The man spat at Kennit, then fired the bolt unerringly into the serpent's swirling green eye. The bolt vanished from sight into the creature's brain. Kennit guessed it was not the first serpent the man had shot. As the creature went into a frenzy of lashing and screaming, the man drew his own knife and began sawing at the line just above the hook that secured it to the boat. “We'll take our chances with the serpents, you bastard!” he screamed at Kennit as the undulating serpent sank beneath the waves. “Rodel, cut your line loose!”

Rodel, however, did not share his skipper's optimism regarding the serpent. The terrified sailor gave a cry of despair and flung himself from the dangling boat back to the ship's deck. Kennit disabled him with a cut to his leg and then put his attention back on the boat. He ignored the cries of the squirming sailor who tried vainly to stem the flow of his blood.

With a single stride Kennit sprang into the swinging boat. He set the tip of his blade to the captain's throat. “Back,” he suggested with a smile. “Or die here.”

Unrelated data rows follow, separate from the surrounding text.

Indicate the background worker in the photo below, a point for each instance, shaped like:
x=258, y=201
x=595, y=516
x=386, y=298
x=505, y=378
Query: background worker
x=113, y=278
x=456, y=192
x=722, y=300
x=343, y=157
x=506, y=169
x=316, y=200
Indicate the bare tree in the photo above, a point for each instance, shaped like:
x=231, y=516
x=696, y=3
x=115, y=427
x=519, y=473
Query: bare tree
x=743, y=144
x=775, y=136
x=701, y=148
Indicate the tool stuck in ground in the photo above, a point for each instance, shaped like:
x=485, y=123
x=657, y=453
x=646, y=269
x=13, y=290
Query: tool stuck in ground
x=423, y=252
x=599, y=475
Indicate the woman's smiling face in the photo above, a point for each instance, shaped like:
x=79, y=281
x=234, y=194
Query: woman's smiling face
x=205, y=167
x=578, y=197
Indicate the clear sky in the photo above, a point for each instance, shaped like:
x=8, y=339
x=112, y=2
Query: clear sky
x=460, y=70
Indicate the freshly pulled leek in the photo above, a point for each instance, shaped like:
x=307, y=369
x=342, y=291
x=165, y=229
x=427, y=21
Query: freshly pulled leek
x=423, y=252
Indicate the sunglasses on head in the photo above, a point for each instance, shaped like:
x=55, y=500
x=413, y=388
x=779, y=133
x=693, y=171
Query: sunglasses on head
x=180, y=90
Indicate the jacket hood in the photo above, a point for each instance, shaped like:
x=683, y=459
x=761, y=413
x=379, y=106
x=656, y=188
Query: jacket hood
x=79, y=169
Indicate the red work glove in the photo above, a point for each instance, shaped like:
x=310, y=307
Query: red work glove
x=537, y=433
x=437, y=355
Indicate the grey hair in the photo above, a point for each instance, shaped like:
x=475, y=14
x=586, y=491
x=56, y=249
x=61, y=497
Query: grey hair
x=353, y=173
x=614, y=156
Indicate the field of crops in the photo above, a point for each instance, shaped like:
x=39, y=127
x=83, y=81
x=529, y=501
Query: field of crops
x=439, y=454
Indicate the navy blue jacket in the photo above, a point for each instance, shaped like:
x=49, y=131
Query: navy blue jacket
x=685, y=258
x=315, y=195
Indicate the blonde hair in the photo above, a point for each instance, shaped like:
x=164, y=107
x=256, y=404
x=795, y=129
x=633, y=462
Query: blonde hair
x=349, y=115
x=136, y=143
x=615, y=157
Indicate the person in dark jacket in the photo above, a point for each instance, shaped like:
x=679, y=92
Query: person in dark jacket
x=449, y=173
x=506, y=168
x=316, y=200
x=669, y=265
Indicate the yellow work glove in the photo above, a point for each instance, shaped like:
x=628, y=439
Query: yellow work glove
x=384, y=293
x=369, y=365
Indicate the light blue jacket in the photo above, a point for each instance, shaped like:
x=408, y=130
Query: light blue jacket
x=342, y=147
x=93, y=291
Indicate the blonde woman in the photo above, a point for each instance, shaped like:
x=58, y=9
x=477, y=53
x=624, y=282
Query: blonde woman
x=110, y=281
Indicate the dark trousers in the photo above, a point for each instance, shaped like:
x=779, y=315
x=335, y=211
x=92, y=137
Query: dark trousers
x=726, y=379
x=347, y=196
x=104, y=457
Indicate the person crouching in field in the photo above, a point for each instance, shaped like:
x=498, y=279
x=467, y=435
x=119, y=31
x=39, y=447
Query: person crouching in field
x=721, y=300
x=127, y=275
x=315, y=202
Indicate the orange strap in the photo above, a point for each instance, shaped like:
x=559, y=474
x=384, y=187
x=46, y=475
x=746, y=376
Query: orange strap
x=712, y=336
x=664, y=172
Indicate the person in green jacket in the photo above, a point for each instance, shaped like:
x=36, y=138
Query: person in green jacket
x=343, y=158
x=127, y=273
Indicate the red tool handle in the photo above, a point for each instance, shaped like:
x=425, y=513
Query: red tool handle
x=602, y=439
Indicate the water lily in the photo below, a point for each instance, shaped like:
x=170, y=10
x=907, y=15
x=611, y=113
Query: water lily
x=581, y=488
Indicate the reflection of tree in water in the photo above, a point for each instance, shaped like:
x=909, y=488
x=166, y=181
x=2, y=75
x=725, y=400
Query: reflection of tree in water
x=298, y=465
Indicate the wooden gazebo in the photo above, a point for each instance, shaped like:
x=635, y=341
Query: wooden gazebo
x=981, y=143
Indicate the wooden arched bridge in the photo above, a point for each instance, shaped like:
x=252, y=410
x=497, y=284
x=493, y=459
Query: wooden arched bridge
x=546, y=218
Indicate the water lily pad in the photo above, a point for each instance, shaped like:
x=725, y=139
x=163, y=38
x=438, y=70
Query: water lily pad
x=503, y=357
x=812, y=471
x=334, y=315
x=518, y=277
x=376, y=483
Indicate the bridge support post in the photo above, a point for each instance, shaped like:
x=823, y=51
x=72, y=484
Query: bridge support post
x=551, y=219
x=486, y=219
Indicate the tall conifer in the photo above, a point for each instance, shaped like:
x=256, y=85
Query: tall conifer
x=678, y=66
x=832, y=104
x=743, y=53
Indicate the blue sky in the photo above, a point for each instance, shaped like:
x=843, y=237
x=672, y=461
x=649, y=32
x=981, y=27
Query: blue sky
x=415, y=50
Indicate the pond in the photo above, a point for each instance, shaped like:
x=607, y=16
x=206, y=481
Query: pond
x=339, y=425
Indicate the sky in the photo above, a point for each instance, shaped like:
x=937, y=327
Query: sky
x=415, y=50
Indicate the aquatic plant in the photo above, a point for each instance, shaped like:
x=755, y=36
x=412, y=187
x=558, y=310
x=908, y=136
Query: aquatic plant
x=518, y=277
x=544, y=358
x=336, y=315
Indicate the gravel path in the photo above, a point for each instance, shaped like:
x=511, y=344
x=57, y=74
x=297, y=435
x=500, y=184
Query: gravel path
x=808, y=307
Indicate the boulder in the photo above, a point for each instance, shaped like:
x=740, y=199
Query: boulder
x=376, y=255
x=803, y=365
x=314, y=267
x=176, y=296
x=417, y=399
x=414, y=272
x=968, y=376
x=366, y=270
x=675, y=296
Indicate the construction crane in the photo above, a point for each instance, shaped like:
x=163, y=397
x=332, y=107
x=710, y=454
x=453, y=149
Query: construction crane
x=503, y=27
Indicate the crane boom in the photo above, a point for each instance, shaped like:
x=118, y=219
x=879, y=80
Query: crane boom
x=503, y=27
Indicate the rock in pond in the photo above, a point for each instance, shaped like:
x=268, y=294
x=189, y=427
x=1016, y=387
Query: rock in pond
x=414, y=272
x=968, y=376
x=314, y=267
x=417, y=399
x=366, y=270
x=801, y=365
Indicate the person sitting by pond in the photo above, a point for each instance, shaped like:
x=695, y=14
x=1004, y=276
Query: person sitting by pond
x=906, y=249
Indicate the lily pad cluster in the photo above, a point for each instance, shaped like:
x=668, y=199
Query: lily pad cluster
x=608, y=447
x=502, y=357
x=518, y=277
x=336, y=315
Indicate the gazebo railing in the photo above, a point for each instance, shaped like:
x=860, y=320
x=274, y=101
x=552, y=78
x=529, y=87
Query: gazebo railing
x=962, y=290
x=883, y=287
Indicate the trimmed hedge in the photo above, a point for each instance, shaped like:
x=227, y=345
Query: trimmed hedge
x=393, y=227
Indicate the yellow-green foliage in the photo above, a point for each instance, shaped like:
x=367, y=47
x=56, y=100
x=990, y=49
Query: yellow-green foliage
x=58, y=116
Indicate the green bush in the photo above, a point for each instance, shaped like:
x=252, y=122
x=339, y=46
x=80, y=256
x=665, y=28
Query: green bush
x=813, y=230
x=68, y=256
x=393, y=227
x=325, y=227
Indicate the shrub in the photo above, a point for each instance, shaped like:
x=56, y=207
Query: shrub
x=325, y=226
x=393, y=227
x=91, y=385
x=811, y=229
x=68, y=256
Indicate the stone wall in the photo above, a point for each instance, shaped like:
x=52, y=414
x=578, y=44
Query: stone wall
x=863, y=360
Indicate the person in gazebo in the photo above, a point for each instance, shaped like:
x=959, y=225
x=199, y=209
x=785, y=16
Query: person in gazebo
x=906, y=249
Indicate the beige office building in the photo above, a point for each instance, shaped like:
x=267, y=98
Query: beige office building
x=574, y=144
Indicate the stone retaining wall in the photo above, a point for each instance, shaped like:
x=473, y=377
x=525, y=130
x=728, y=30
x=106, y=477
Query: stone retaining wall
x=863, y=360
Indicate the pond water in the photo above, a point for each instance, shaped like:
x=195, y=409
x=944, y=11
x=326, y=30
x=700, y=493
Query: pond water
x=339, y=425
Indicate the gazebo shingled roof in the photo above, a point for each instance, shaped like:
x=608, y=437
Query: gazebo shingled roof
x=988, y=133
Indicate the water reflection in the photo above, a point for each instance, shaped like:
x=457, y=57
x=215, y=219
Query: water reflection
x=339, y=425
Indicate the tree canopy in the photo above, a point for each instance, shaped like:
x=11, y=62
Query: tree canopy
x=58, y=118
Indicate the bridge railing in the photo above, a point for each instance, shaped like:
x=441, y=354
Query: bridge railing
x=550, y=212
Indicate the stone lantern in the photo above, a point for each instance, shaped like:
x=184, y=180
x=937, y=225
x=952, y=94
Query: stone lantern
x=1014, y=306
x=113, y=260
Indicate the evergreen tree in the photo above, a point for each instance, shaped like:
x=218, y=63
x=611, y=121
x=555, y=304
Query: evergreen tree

The seized-up block-and-tackle suddenly broke free. One end of the suspended boat dropped abruptly, spilling men into the sea even as the serpent once more erupted to the surface. Kennit, lithe and lucky as a cat, sprang clear of the falling boat. One hand caught the railing of the Sicerna, and then the other. He was hauling up his dangling legs when the serpent lifted its head from the water to regard him. Its ruined eye ran ichor and blood. It opened its maw wide and screamed, a sound of fury and despair. Its blinded eye faced towards the men who struggled in the water, while Kennit dangled before the good eye like a fishing lure. Frantically, he swung one leg up over the railing and hooked it there. As softly as a well-trained pet takes a tidbit from its master's fingers, the serpent closed its jaws on his other leg.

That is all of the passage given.